My oldest daughter has always been extremely gifted academically and athletically. She was a junior in high school, still being homeschooled and doing extremely well. She was also playing her last year of travel basketball doing well. Then it happened, the anger hit her. The anger of all of the changes, and the actual understanding that the move, the new life, was real.
Unfortunately, I became the scapegoat for all of the challenges that she was having. The anger, outbursts, and defiance were really more than I could handle. I was in a fragile state myself. I had family members, friends, and even her coach try to talk with her and encourage her. I felt helpless, at my wits end. As a forty something year old woman, I remember that I just wanted to lay my head in my mother’s lap and sob, but she was 8 hours away. And when I thought that I was feeling at the lowest as a mother, and her behavior was something that I never expected. She ran away.
Yes, she ran away. She got on a bus and went two hours away to a friend that she played basketball with in another city. I was devastated. I had to still work and take care of my youngest daughter. I would go in the bathroom at work and cry.

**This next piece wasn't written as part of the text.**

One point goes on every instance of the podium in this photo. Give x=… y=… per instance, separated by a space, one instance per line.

My daughter did call and let me know that she was ok, but did not say where she was. She was gone for two weeks. My heart ached. I prayed and prayed and prayed. I knew that she was ok. God began to give me peace in a situation that I did not understand. I had to stand and trust that He would take care of her, and me.
Long story short, I ended up going to pick her up. She was fine. However, it was at that time that I knew she needed counseling. As adults, I think that we can easily overlook the feelings that teens go through during a divorce. We may think that they know the why of the divorce because they are older, and that they should understand. I found that teens process divorce very differently. Counseling was the best thing that ever happened to her. She went on to graduate the following year from our local public school with honors, and had been inducted into the National Honor Society. She played basketball her senior year, and went on to receive academic scholarship offers from many schools, and ultimately chose a school where she studied civil engineering.
When things seem like they are falling apart, or are really falling apart, keep the faith and continue to stand. God will see you through any situation.